L’intero battaglione aveva solo sei fucili ed erano solo per esercitazione. Era molto dubbio che qualcuno di essi avesse mai sparato o addirittura che ci fossero delle munizioni. Eravamo alloggiati in posti come la Rodlyn School e il Beechwood Hotel ecc, dove dormivamo in quattro per stanza, con il pagliericcio sul pavimento.
La tradotta e l’entusiasmo per la guerra
Soldato Carson Steward, The Queen’s Own Highlanders, 7° battaglione
Ricordo bene quella mattina presto intorno all’una o le due, nell’agosto del 1915, oltrepassammo il piccolo ponte sopra i campi da golf a Tain sulla strada per la stazione con di fronte i suonatori di cornamusa che suonavano “Happy we’ve been together”.
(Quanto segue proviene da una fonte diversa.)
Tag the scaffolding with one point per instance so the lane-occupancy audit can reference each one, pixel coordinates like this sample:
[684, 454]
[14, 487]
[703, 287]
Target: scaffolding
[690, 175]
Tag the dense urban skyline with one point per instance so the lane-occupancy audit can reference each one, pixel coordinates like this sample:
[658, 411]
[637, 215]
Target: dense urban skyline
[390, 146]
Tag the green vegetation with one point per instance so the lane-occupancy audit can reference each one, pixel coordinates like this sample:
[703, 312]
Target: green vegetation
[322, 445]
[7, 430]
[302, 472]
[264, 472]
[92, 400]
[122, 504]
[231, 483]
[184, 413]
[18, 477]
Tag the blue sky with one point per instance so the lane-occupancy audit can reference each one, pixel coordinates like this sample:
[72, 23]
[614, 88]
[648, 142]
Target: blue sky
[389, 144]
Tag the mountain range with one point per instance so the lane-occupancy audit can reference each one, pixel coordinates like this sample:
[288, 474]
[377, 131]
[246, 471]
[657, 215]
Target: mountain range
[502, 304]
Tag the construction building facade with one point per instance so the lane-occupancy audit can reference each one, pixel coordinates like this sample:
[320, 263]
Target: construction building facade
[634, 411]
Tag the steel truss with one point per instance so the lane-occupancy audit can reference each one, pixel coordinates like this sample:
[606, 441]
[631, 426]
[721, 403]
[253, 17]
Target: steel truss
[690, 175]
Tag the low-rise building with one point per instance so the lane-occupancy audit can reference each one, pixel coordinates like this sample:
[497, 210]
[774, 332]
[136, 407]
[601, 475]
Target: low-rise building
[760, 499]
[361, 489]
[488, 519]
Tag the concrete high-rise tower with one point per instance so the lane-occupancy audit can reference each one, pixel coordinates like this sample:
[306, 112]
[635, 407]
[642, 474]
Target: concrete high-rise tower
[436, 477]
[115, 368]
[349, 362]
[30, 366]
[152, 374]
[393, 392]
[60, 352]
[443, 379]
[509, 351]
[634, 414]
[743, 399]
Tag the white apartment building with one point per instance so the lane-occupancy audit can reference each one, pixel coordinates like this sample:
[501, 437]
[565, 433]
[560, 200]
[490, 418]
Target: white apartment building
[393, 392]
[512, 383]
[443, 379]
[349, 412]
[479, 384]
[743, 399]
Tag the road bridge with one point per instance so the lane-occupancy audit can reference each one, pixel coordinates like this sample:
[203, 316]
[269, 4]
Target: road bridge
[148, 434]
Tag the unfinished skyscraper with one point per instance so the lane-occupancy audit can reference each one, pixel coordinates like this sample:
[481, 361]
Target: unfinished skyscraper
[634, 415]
Prima di partire per la Francia ricevemmo tutti 14 giorni di licenza per tornare a casa e salutare i nostri cari. Fu l’ultimo addio per molti ragazzi. Allo scadere fummo caricati sul treno per le truppe. La maggior parte dei ragazzi era ben preparata al viaggio per quanto riguarda il bere. Sembravo veramente uno dei pochi sobri sul treno. Il bere li rendeva felici e mi unii ai ragazzi nel cantare soprattutto canzoni scozzesi, “Dear old Edimburgh toon”. Oppure “We’re no awa’ toe bide awa”, “Pick up your troubles” e “Tipperary”. Oppure altre come “There’s an old mill by the stream, Nellie Dean”. Il treno procede verso Edimburgo e come entriamo nella stazione cantiamo tutti insieme “I can’t forget Auld Reekie”. Buona parte dei ragazzi si addormentò lasciata Edimburgo, senza dubbio aiutati dall’alcool.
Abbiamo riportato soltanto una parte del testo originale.